Deadline: 1 February 2016

Marking the 50th Anniversary of the Cultural Revolution, Making the New World: the Arts of China’s Cultural Revolution, is a two-day international conference programmed by the Centre for Chinese Visual Arts (CCVA) at Birmingham City University in collaboration with the Whitechapel Gallery.

Inviting researchers, artists, designers, curators and practitioners at all stages of their careers worldwide to reassess the significance of the arts and culture of the Cultural Revolution, the 9th CCVA Annual Conference reflects upon their impacts on everyday life in China within socio-political, cultural and global contexts.
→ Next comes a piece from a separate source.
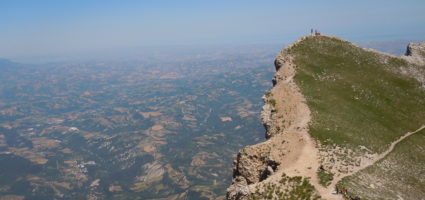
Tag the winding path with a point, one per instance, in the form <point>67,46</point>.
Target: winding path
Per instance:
<point>377,158</point>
The Centre for Chinese Visual Arts (CCVA) at Birmingham City University aims to foster new understandings and perspectives of Chinese contemporary arts, design, media and visual culture through interdisciplinary practices and theoretical studies.

Conference
In the summer of 1966, Mao’s Cultural Revolution reached its climax across the country in the pursuit of ‘a new world’ freed from the ‘Four Olds’ – ‘old ideas, culture, customs and old habits of the exploiting classes’. This period has often been referred to as a ‘cultural desert’ and has been absent from Chinese art history. However, the Chinese Cultural Revolution has produced some of the most significant cultural products of the twentieth century China. It has covered all fields of creative practice – from public sculpture to painting and performance; from calligraphy to printmaking; from ceramics to fashion and textiles; from furniture and product design to architecture.
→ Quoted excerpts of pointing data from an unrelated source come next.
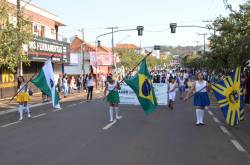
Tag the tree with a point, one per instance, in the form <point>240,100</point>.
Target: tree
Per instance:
<point>12,37</point>
<point>231,47</point>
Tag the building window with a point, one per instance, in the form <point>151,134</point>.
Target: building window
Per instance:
<point>35,28</point>
<point>52,32</point>
<point>43,31</point>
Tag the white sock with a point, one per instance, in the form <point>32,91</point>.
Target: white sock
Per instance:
<point>197,116</point>
<point>117,113</point>
<point>111,110</point>
<point>20,110</point>
<point>202,112</point>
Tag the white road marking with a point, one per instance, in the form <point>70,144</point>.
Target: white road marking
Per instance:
<point>109,125</point>
<point>38,115</point>
<point>238,146</point>
<point>72,105</point>
<point>57,110</point>
<point>210,113</point>
<point>225,130</point>
<point>6,125</point>
<point>216,120</point>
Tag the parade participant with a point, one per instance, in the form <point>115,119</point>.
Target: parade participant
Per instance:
<point>201,99</point>
<point>181,83</point>
<point>172,92</point>
<point>112,88</point>
<point>90,86</point>
<point>23,97</point>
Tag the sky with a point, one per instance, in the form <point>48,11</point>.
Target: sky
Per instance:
<point>94,16</point>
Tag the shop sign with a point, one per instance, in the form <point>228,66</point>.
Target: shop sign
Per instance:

Today, when revisiting the Cultural Revolution half of a century later, what kind of new aesthetics, ideologies and culture have been shaped through the visual, audio, performative and immersive experiences of that time? What were the relationships between artists and audiences, between makers, disseminators and participants? Finally, what are the cultural impacts of the arts of the Cultural Revolution on contemporary art, design and creative practices, as well as on everyday experience within and beyond China?
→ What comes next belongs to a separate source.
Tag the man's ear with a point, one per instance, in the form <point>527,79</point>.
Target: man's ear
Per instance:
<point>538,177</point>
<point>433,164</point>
We encourage papers from a variety of subject areas and interdisciplinary perspectives to develop new understandings of the Cultural Revolution beyond conventional studies for example, on revolutionary aesthetics. The following set of ten ‘relationships’ is seen indicative, but not limited to the discussions around the arts of the Cultural Revolution:

Art, culture and politics
Art, mass art and non-art
Amateur and professional: artists, participants and audiences
Art production, dissemination and reception
Collective and private spaces: squares, streets and buildings
The conformity and the rebellions: uniforms and the body
Mass assemblies and parades: performative and immersive experiences
Model operas, musicals and everyday life
Songs, voices and the spirit
Written words and images


Submit Proposal
Please submit abstracts of up to 300 words, a 100-word biography, contact information and any institutional affiliations, by 1 February 2016 via https://ccva.typeform.com/to/ZRIuvp.

Any general queries should also be directed to ccva@bcu.ac.uk.

Conference presentations should last no more than 20 minutes. Successful proposals for conference contribution will be announced by March 2016. Invited full papers should be completed by 20 December 2016 and to be featured in Journal of Contemporary Chinese Art (Intellect) as a special issue in 2017.